Essas experiências não derivariam de normativos especiais e não são reguladas – no sentido de seu acompanhamento estrito – pelo órgão regulador. Por outro lado, trata-se de posicionamento competitivo dos incumbentes e, portanto, a estes não interessaria divulgar mais amplamente os resultados. Assim, torna-se muito difícil avaliar a sua representatividade no conjunto das atividades setoriais, embora, pelo menos a julgar pelos reportes nas mídias da saúde privada, estão sendo cada vez mais festejados.

Em decorrência, a hipótese carece de confirmação, o que deixo para aqueles que se interessarem por ela. Sempre lembrando que, em face do tamanho das responsabilidades e desafios dos operadores do sistema e do que verdadeiramente interessa, o seu público, o que deveria estar sob escrutínio é a “escalabilidade” (expansão) de todos esses novos modelos e experiências.

Aqui não há a pretensão nem de um pequeno inventário, mas sabe-se que a busca por soluções escaláveis tem abrangido, pelo menos, modelos novos ou aperfeiçoados de:

i) Remuneração da prestação de serviços médicos e hospitalares baseada em efetividade, ainda que sem a necessária rede de conectividade capaz de auditoria, em tempo real, do modelo;

ii) Ampliação da utilização intensiva da tecnologia da informação, inclusive inteligência artificial, na cadeia de valor das atividades mais sensíveis ao risco e ao atendimento aos beneficiários, novamente ainda que não acompanhada de uma rede sistêmica que permita o compartilhamento dos dados clínicos mais importantes;

iii) Foco na assistência primária da saúde, notadamente dos públicos infantis, de idosos, de risco crônico, entre outros singularmente afetados pela mudança do padrão epidemiológico e pela atuação dos diferentes grupos de pressão por direitos da diversidade;

iv) Ampliação da integração da atenção primária com a continuidade nas atenções secundária e terciária, inclusive contando com redes parceiras;

v) Aceleração de processos e sistemas antifraude (ou antiabuso), igualmente com a utilização de técnicas mais avançadas da inteligência artificial.

vi) Aumento da adoção de processos de gestão da “jornada” dos pacientes – ainda que limitados a populações menores – com o óbvio objetivo de prevenir o agravamento das condições adversas de saúde e de encaminhar os beneficiários para soluções eficazes, ainda que sem a presença de prontuários eletrônicos que poderiam dar o alcance desejado a essas iniciativas.

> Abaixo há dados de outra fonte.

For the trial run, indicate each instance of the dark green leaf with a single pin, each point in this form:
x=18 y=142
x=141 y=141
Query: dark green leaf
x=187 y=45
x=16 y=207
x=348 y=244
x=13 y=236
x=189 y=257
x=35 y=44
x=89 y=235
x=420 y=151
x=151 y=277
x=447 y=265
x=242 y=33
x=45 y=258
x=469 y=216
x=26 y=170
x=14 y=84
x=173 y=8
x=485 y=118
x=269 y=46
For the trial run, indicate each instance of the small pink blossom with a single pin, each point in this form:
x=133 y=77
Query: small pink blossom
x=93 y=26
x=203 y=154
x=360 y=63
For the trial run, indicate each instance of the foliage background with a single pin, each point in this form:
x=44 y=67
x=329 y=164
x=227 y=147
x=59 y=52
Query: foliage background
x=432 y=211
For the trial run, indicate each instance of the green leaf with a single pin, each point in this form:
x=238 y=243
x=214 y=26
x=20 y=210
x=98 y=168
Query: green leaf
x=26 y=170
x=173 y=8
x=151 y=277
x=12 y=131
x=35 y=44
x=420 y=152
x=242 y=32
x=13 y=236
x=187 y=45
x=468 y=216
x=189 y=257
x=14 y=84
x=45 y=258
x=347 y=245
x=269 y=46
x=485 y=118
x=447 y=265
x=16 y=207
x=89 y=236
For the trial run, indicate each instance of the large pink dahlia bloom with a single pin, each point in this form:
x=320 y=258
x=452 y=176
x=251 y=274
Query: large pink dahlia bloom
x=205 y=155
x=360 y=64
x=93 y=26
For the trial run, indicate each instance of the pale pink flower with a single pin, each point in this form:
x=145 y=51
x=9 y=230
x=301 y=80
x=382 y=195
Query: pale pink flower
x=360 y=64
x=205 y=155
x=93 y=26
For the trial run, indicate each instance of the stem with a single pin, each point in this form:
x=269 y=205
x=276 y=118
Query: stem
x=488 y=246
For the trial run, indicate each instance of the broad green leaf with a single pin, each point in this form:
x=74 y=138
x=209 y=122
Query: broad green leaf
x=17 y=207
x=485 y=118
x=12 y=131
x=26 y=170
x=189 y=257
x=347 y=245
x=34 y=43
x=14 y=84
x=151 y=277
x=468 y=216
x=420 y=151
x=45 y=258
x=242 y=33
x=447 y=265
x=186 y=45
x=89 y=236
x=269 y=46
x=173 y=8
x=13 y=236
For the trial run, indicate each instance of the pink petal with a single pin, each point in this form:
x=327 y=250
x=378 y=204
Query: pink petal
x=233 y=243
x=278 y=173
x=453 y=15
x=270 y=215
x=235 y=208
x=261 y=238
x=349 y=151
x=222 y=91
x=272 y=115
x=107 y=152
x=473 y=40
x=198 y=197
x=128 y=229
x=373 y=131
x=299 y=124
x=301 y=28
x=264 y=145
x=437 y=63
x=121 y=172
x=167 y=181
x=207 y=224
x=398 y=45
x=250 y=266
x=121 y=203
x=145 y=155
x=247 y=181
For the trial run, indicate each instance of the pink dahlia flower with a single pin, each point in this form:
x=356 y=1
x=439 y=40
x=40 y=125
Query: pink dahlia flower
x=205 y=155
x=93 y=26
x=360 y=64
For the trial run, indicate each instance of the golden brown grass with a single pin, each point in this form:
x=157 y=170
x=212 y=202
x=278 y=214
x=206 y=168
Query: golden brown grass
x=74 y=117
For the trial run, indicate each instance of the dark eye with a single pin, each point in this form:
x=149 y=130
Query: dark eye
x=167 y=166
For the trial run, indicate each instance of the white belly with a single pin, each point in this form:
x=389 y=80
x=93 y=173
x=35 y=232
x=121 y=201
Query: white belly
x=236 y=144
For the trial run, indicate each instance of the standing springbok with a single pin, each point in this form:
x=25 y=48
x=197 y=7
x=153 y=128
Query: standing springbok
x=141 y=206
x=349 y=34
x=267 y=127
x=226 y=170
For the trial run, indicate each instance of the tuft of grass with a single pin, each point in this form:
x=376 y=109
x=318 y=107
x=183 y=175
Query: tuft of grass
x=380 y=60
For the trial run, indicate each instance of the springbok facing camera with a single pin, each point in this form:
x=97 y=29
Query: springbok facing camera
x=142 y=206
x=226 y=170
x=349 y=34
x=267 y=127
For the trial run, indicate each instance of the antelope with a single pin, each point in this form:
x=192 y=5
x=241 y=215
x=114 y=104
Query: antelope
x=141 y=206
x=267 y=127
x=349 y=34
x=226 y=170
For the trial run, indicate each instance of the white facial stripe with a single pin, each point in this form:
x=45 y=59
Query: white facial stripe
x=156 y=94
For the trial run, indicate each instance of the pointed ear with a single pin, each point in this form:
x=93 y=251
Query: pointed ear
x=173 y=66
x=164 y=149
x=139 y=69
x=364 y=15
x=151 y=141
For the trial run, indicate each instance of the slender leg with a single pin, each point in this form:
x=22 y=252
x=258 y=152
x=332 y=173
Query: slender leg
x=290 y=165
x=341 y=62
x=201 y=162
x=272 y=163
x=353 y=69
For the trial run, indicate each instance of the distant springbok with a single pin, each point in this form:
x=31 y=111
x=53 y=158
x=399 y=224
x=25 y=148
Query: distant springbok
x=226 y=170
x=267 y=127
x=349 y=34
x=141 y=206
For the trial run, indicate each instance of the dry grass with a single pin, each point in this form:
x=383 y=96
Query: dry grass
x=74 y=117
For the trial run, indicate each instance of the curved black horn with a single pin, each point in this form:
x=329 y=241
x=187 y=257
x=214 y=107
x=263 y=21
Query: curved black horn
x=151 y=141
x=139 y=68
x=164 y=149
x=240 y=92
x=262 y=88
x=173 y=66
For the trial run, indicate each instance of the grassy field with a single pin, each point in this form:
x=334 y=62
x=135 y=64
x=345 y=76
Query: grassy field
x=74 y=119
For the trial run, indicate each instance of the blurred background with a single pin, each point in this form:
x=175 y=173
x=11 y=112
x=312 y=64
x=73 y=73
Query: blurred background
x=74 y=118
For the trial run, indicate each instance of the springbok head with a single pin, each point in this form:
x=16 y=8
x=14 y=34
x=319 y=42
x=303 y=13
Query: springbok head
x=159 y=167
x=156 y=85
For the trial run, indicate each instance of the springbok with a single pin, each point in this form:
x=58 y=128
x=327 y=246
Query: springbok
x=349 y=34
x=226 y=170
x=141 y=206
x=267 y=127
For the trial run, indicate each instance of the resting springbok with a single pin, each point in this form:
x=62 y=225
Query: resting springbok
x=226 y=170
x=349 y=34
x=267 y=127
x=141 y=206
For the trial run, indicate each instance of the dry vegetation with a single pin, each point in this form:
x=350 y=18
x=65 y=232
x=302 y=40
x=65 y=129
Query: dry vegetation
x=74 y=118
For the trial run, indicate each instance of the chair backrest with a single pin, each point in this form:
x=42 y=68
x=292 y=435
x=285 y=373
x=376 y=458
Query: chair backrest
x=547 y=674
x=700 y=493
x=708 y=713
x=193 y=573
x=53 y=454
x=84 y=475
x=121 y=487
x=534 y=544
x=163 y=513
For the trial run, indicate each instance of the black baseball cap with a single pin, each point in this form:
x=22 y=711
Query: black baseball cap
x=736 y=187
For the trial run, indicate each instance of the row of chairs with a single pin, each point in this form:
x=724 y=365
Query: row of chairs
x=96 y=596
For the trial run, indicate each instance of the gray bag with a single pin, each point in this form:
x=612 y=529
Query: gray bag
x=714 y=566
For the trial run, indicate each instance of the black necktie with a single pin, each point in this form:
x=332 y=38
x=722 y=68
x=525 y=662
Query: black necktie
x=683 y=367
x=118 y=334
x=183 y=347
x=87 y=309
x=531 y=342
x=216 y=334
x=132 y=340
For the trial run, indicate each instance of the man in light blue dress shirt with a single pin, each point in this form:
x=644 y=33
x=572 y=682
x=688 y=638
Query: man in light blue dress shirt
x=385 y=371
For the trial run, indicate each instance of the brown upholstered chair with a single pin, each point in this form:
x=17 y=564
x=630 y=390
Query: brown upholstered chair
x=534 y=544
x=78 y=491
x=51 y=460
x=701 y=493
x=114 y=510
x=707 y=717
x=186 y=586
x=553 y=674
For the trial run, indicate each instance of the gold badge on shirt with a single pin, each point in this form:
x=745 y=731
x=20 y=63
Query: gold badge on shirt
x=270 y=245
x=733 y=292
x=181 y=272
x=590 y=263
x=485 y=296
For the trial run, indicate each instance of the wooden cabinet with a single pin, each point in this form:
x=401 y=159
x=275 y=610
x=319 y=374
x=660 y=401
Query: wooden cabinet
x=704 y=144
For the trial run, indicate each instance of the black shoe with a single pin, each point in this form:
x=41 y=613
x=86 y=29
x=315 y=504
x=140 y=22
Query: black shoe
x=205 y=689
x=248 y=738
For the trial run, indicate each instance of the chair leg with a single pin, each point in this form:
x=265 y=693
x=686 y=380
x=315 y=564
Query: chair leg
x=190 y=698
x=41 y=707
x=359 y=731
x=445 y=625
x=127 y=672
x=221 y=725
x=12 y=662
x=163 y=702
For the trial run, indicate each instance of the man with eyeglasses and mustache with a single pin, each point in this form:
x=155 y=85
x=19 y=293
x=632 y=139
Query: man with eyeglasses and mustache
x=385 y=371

vii) Tentativas, por parte de operadoras, de fornecimento direto de insumos médicos de alto custo para hospitais, laboratórios, principalmente, limitadas pela assimetria da capacidade de negociação entre os atores.

Não há dúvidas de que há mais questões e soluções para o que o noticiário insistente sobre a saúde suplementar vem assaltando todos. Pelo menos, essa contribuição acima vai ao encontro de um debate que possa estimular o equacionamento delas, sem as emoções de sempre.